ContextManager is now Qt-Creator-free: it delegates open-file enumeration and ignore filtering to an injected IProjectScanner (defaulting to the QtC adapter), and keeps only filesystem reads + formatting. ContextManager::shouldIgnore(path) replaced the previously exposed ignoreManager().


7. Cross-cutting

  • Request lifecycle — a session has at most one in-flight request; send() while in flight cancels the previous. Every request ends in exactly one of finished / failed / cancelled. Cancellation is not an error; no consumer string-matches a message to tell them apart.
  • Typed errorsErrorInfo { category ∈ {Config, Auth, Network, Provider, Validation, Tool}, message, providerDetail }. ResponseRouter categorizes wire errors (best-effort) at the boundary; Session::failed carries the typed value.
  • ToolsSessionManager owns a ToolContributorRegistry; built-in ToolKit, the skill tool, and MCP client tools register once and are contributed to chat and quick-refactor session clients uniformly.
  • Threading — the core runs on the GUI thread; concurrency is the Qt event loop plus async network I/O. Blocking work hides behind L3 ports.

8. Tests

test/ (GTest + Qt::Test) covers the two engines most affected by the rework:

  • JsonPromptTemplateTest — the [body] engine: jinja render + JSON splice, literal passthrough, empty-render key drop, nested literals, and load-time rejection of bodies that render invalid JSON.
  • ResponseRouterTest — a fake BaseClient replays a recorded provider stream; asserts the assistant message is stamped with the request id, history is built correctly (thinking + text + tool use/result), the typed event stream is emitted, and wire errors are categorized.
  • BundledAgentsTest — loads every bundled agent through the real loader (extends
    • partials resolved from the qrc) and renders each [body] against the synthetic validation context. This is the load-time validation guarantee run in CI: a broken bundled body, partial, or extends chain fails the test instead of surfacing as a silent runtime drop.
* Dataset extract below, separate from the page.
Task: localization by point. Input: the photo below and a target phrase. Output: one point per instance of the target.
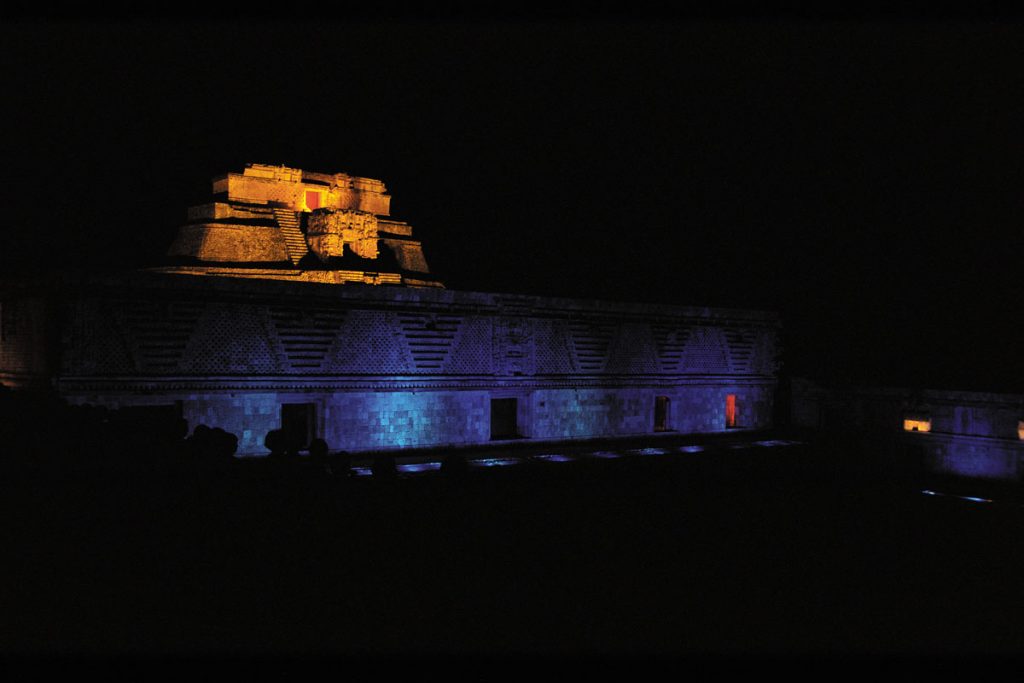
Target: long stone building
(294, 302)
9. Remaining follow-ups (optional)

  1. Qt-Creator-free core build + CIAgentFactory / ContextRenderer still call Core::ICore::userResourcePath, so the core targets link QtCreator::Core. A ResourcePaths port + adapter would let the core build without Qt Creator and enable a CI job that fails on a layering-violating include. (The bundled-agent render check already runs in the QtC-linked test binary — see §8.)
  2. §9 target module layout — the core/ ide/ features/ hosts/ physical target split in target-architecture.md is not yet reflected in the directory layout.